Hydro yet powerless

DR Cartoon

Humans need to be able to lie down in green pastures and to be led beside tranquil waters. In addition to global warming, one of the most important things about energy conservation is that it can allow humans to lessen bad tradeoffs. Energy waste implies more energy expended than needed for a given function. Not all renewable energies are equal and none are cost-free. In addition to energy conservation, some suggest that more attention should be given to “renewable energy solutions [that will be] local or community based” (Williams C., 2010. Ecology and Socialism: Solutions to Capitalist Ecological Crisis. Haymarket Books, 155; cited in Pamphlet No. 1: A Winding Path to Workers’ Gardens/Un camino de bobina a jardines de trabajadores, at page 101.).
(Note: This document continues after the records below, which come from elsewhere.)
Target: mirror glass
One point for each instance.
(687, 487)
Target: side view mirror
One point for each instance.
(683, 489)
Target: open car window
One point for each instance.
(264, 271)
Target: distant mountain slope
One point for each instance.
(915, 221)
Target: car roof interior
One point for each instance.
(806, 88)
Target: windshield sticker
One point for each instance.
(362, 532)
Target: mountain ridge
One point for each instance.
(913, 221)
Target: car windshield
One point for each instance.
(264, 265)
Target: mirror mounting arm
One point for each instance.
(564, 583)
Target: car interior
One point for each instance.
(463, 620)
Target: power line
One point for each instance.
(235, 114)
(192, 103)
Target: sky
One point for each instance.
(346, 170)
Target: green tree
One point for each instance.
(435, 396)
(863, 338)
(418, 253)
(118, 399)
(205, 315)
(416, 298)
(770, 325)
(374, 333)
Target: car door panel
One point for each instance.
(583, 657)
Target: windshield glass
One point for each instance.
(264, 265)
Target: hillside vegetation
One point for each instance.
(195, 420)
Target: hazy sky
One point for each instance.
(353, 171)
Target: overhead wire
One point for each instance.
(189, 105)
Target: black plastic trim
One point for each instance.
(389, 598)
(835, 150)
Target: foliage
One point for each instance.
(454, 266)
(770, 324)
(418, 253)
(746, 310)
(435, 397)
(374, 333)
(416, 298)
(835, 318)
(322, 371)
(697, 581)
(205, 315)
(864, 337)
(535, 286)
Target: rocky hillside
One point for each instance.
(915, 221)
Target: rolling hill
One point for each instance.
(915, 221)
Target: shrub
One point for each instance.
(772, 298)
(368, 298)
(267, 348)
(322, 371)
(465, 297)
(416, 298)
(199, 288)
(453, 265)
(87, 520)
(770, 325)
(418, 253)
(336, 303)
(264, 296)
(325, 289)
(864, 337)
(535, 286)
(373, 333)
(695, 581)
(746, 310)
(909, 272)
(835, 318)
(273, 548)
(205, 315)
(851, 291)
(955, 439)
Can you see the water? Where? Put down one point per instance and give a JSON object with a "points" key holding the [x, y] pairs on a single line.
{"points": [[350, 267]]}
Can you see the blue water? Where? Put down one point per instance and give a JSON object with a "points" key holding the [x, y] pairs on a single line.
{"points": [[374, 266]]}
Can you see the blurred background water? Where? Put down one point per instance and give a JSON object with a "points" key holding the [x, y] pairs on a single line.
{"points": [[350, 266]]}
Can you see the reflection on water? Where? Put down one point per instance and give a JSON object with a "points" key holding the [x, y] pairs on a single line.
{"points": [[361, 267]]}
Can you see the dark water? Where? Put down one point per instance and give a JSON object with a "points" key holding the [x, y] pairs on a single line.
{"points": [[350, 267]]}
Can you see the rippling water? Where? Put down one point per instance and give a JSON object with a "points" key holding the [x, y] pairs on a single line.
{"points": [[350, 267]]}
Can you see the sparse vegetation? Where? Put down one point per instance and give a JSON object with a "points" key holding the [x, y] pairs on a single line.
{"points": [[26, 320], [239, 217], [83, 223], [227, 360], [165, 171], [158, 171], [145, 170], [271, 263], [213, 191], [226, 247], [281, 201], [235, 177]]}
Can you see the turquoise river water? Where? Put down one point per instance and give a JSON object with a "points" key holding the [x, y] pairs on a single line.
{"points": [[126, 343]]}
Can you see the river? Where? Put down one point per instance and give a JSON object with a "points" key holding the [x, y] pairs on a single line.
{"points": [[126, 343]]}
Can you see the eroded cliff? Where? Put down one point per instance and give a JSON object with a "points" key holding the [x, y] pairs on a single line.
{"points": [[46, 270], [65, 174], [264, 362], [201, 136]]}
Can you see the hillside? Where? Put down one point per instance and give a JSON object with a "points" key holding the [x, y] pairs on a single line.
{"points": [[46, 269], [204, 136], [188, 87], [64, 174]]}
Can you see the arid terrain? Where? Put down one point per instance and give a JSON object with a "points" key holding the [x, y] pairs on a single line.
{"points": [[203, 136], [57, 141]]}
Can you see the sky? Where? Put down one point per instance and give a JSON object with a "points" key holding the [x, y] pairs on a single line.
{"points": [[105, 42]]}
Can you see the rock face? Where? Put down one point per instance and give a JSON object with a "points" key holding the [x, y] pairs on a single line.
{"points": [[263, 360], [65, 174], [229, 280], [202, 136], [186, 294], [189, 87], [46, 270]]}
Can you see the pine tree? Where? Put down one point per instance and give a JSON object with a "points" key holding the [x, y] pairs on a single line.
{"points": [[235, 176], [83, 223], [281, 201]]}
One of the largest recurring expenses of the Dominican Republic is maintenance of its hydroelectric projects, which fill up with silt. Downstream, the environment that people counted on and enjoyed for hundreds of years is wrecked. For miles, children who live along what used to be a nice river live next to a dust machine. They often have no good transportation to school up and down the “river valley” and may walk several miles a day on the dusty road trying to avoid large trucks that transport out the now dry river stones and gravel to sell for construction. Thus, beautiful countryside is negatively transformed into desolate terrain of alienation. Fishing and other sustainable and enjoyable pastimes are lost. Decisions on tradeoffs and massive expenditures like this are not decided democratically, and the people most affected can move to the urban slums if they do not like it. I have no easy answer, but the lives of the former river people are sad, and the ecological and peace-generating value of the river is destroyed.